Intel had officially launched their Intel Arc lineup of graphics cards earlier this year, though you might not have realised. Only the mobile lineup were revealed, while their desktop cards remain missing, with only their entry level Arc A380 appearing in China for now.
However, from the looks of things, even if they were made available you might want to check if your computer can actually use it. An Intel Arc quick start guide has appeared on their support page, and it seems as though you’ll need to use at least 10th Gen Intel Core processors or newer to use an Intel Arc graphics card, with no mention of 9th Gen Intel Core processors and older being supported for now.

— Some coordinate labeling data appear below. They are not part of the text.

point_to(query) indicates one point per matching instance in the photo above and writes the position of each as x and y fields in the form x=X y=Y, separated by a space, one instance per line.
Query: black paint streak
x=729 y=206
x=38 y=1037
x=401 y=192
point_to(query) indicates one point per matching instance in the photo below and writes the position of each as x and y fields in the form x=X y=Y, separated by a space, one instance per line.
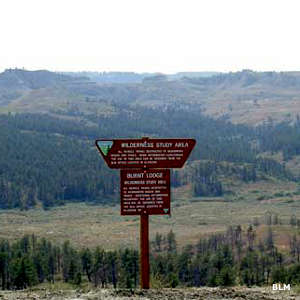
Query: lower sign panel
x=145 y=192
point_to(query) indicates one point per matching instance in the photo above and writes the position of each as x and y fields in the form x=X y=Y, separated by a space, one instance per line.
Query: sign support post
x=145 y=180
x=144 y=256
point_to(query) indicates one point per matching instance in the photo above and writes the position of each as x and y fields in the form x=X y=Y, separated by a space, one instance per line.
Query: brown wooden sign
x=145 y=152
x=145 y=192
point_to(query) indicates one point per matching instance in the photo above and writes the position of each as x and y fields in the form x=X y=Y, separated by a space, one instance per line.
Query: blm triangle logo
x=104 y=146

The issue here seems to be the need for Resizable BAR support. Resizable BAR is a feature that allows the CPU to access the entire graphics frame buffer. Essentially, the graphics card will need to ask the CPU for the assets it needs to load into your video game, such as textures and shaders. Traditionally the CPU will only give the GPU these assets in 256MB chunks of data. Resizable BAR—along with the AMD variant Smart Access Memory—in turn allows the CPU to send more data to the GPU rather than tiny chunks of data.
Intel Arc apparently will require Resizable BAR support on both your CPU and your motherboard to work properly in your system. Resizable BAR was only introduced onto 10th Gen Intel Core processors, which perhaps explains the limitations. Curiously, while no AMD Ryzen CPUs were explicitly listed as supported by Intel Arc, it does say that additional platforms with Smart Access Memory enabled may be able to support Intel Arc graphics cards.
It’s perhaps an odd move to require Resizable BAR/Smart Access Memory outright to use Intel Arc graphics cards, as this severely limits the systems that can use Intel Arc graphics cards. If you were using a 9th Gen Intel Core CPU for instance and wanted to upgrade to an Intel Arc GPU, you may be out of luck here. AMD’s Radeon RX 6000 graphics cards also launched with the Smart Access Memory feature, but didn’t require it to work with your system.
For what it’s worth, the Intel support page does mention that support for more platforms will be added at a later time so there could still be a chance that your older but capable PCs will be able to use an Intel Arc graphics card. And in any case, it’s not like you can buy one for yourself now anyway.